Put all of that together, and it becomes clear that advertisers want to buy from a company that can sell them a package of traditional media and the digital media products that they crave.
That really shouldn’t be news to anyone. Pretty much everybody would agree with that statement.
So why, then, did we find this statistic in the latest benchmarking report: On average, 25% of a radio station’s customers are buying digital products from the station. Conversely, nearly all radio buyers (97%) who were surveyed said they were buying some form of digital advertising.
That’s another set of statistics that we need to let sink in. Virtually all radio buyers are buying digital, yet 75% of the average station’s customers aren’t buying digital from the station. Wow.
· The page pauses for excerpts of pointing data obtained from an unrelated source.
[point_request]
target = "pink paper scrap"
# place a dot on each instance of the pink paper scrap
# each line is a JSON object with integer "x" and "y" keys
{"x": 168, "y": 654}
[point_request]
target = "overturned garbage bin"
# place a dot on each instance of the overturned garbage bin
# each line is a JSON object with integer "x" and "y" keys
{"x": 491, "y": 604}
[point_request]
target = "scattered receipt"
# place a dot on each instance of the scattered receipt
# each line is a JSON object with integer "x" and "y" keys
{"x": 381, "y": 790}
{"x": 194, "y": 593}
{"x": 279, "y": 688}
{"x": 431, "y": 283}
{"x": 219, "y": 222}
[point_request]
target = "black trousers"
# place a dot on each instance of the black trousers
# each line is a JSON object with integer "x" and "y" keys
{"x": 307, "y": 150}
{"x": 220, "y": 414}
I’m betting that a lot of stations don’t know what percentage of their radio buyers are buying digital from them. It should be easy to figure out. I’m also betting that stations don’t know how many advertisers in their markets are not buying from their station. Generally, it’s probably north of 80%.
And therein lies the opportunity. Radio is a fantastic driver of digital action, as proven by the software programs that link an advertiser’s website traffic to its radio schedule. A spot airs, traffic rises. Simple as that. You won’t see the same from billboards, newspaper ads, or direct mail. Radio combined with digital is one of the clearest marketing examples I’ve seen where 1+1=3.
Advertisers are looking for a friendly, knowledgeable media company to help them with their marketing. They aren’t looking to buy just radio, or TV, or email marketing, or billboards. They’re looking for help navigating what has become a very confusing marketing landscape. The sales rep who goes in pitching radio (or TV or outdoor for that matter) as being bigger and better than any other type of media will suffer the same fate as a suitor who does all the talking on the first date.
There’s an opportunity here for the radio industry, and it’s a big one. Imagine that most of your customers are buying a product that you’re selling, but they’re not buying it from you. Imagine that they’re probably spending at least twice as much money on that product as they are on broadcast spots. (Our survey of 1,175 radio buyers shows an average annual expenditure of $27,871 on radio advertising and $65,295 on digital advertising.) There’s an opportunity if I ever saw one.
Conversely, for buyers, imagine that you’re buying digital products from an SEO (search engine optimization) company or someone selling audience-extension banners across multiple websites. Doesn’t it make sense to dovetail the campaign with all marketing, and doesn’t it make sense to use radio as the megaphone to any digitally-focused campaign?
Sure, it’s an opportunity. But I actually prefer that the radio industry see all of this as a threat. Opportunities are optional, threats spur action. Getting threat-motivated will require looking at the cold, hard facts in a dispassionate way. It will require looking at some fact that might be a bit scary, too. And all of that will take time.
Answer: The ones being cut are those looking for shortcuts to the process.